Russian history: Uncle Joe at the wheel
Rise of Stalin
After Lenin’s death, the Communist Party was torn apart by a bitter power struggle. Joseph Stalin emerged victorious and went on to rule the Soviet Union for a quarter of a century, becoming one of the most powerful and murderous dictators in history. Iosif Dzhugashvili was born on 18 December 1879 in Georgia, then part of the Russian empire. He studied at a theological seminary and had some success as a poet, publishing some of his verse in local newspapers.
He failed to graduate, becoming a revolutionary activist instead, with several arrests and spells in Siberia. In 1913 he adopted the name Stalin, derived from the Russian word “stal” (steel). Although not one of the key players in the October Revolution, he quickly rose through the ranks, outmanoeuvring his rivals step by step. Leon Trotsky, one of his key opponents, who saw himself as Lenin’s heir apparent, was thrown out of the Communist Party and exiled. Trotsky spent his last years in Mexico before being assassinated by a Soviet agent on Stalin’s orders.
“Uncle Joe” turns the screw
After gaining power, Stalin immediately set the country on a different course. The NEP was scrapped and replaced by five-year economic plans dictated from the top. For Stalin, the relative freedoms of the NEP were a retreat from socialism and the revolutionary spirit. The term “NEPman”, used to describe the entrepreneurs who profited from the New Economic Policy, became synonymous with slacker and scoundrel, turning into a grievous insult.
Agricultural lands were collectivized to create large, state-run farms (“kolkhoz«), sparking fierce opposition among many land-owning peasants. They resisted by smashing equipment and slaughtering their animals. Stalin retaliated with a policy of »dekulakization« (»раскулачивание“ or ”raskulachivanie“ in Russian). The word ”kulak« (literally »fist”, by extension “tight-fisted”) originally referred to independent peasants who owned larger farms and used hired labour. Stalin turned it into a pejorative term for better-off farmers, seen as enemies of the revolution. Those identified as kulaks were forced off their land and often killed. Pushed to the extreme, the policy saw tens of thousands deported and executed. The word “dekulakization” is now popularly used to mean a forced seizure of someone’s wealth and property.
Meanwhile, industrial development was pushed along at breakneck speed and production was almost entirely shifted from consumer goods to heavy industry. Arts and literature were tightly controlled and religion violently repressed with churches closed, destroyed, or converted for other uses. Stalin purged all opposition within the party as well as all opposition to party policy in the country. By the end of the 1930s, life in the Soviet Union had become more strictly regulated than ever before.
Gulags and model workers
Stalin’s repressions created a vast system of labour camps managed by a government agency known by its acronym Gulag. Eventually “Gulag” came to mean all prisons and camps throughout Soviet history. The convicts’ labour, especially in Siberia, became an important part of the industrialisation effort. An estimated 18 million people passed through the Gulag system, famously described by novelist and historian Aleksandr Solzhenitsyn. Still, the term known all over the world is rarely used in Russia itself, where the individual camps and the whole system are called simply “the camps” or “the zone”.

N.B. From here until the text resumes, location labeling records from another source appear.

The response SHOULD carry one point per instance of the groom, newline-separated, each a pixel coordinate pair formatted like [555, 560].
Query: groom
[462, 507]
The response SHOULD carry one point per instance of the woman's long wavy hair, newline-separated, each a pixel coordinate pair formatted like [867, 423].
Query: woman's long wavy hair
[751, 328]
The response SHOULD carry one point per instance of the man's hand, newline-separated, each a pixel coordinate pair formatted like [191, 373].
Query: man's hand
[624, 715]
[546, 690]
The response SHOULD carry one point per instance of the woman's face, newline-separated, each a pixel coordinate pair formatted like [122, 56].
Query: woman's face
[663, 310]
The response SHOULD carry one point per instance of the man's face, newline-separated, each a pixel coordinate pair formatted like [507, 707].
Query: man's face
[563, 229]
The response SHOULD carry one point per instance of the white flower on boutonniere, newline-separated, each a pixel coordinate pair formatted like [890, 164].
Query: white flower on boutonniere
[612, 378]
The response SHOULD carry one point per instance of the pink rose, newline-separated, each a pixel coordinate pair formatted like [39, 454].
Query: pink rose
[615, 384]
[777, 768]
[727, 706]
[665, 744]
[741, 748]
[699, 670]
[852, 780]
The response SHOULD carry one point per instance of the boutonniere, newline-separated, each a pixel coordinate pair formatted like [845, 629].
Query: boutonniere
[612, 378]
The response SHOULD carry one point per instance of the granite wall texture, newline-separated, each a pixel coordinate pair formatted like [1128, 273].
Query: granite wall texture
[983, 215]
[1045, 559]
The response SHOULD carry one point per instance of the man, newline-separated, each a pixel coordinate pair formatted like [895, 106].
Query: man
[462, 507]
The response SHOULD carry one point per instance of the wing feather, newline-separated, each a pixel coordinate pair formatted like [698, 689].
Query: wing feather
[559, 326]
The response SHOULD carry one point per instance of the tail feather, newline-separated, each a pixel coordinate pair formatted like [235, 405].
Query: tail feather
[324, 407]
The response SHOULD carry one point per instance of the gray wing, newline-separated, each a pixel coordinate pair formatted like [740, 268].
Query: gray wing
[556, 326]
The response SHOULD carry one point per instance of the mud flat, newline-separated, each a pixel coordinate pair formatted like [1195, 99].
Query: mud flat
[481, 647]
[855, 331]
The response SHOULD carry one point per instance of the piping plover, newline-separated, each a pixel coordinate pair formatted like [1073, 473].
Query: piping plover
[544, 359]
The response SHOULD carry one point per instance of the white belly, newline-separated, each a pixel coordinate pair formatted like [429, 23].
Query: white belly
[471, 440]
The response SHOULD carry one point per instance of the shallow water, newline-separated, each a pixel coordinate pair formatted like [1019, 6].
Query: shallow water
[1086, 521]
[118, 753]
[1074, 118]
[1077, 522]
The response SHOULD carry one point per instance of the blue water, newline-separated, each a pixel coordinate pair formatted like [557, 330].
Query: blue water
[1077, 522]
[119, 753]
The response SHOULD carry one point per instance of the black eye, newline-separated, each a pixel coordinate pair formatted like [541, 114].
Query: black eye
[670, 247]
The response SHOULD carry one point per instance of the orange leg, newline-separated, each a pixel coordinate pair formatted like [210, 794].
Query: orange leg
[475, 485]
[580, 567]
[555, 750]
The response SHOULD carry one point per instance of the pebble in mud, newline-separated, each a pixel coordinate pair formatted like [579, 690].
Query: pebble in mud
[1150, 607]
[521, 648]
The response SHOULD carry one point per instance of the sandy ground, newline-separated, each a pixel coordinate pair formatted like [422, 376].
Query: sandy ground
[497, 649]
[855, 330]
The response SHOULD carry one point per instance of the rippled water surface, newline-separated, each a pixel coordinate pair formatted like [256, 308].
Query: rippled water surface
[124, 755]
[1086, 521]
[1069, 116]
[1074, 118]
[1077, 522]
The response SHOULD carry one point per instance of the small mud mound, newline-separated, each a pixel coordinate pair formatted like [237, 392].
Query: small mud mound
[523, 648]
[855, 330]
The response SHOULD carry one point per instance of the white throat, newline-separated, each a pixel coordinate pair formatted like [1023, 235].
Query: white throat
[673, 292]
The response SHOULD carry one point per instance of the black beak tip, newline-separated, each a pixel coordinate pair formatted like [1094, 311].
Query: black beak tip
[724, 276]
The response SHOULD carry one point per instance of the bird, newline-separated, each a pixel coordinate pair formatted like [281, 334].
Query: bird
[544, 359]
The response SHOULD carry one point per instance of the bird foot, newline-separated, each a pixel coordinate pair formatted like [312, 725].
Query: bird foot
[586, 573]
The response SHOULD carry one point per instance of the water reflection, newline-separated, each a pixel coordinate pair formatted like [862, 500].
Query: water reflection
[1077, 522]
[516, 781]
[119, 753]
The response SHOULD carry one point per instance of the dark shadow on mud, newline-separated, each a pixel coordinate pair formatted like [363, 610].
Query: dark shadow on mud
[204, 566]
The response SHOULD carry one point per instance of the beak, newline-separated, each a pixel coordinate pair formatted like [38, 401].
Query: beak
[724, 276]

Stalin’s policies quickly propelled the USSR from an agricultural state to a major industrial powerhouse. From those times comes the word “Stakhanovit” («стахановец», pronounced “stakhanovets”) – now a mocking term for overachievers on the job. The term was inspired by Aleksey Stakhanov who’d mined 102 tons of coal in less than 6 hours (14 times his quota). This sparked the Stakhanovite movement, encouraging the rise of worker productivity. Urged to emulate his heroic example, plants and factories competed fiercely to outdo each other, while the man himself even appeared on the cover of Time magazine. Stakhanov and other “model workers” were promoted in the press, literature and film. Their progress eventually served to push up work quotas.
By the end of the first five-year plan, Stalin believed his exhausted nation needed a break. In 1934 the doctrine of socialist realism emerged, which would dominate Soviet culture for decades. It championed optimism, exuberance, comradely devotion and education over entertainment. Parades and public demonstrations became widely used to promote a single Soviet identity of order, patriotism and harmony. Stalin’s 1935 phrase “Life’s become better. Life’s become more cheerful” was a popular slogan of the time and is now a sarcastic way of lamenting life’s tough circumstances.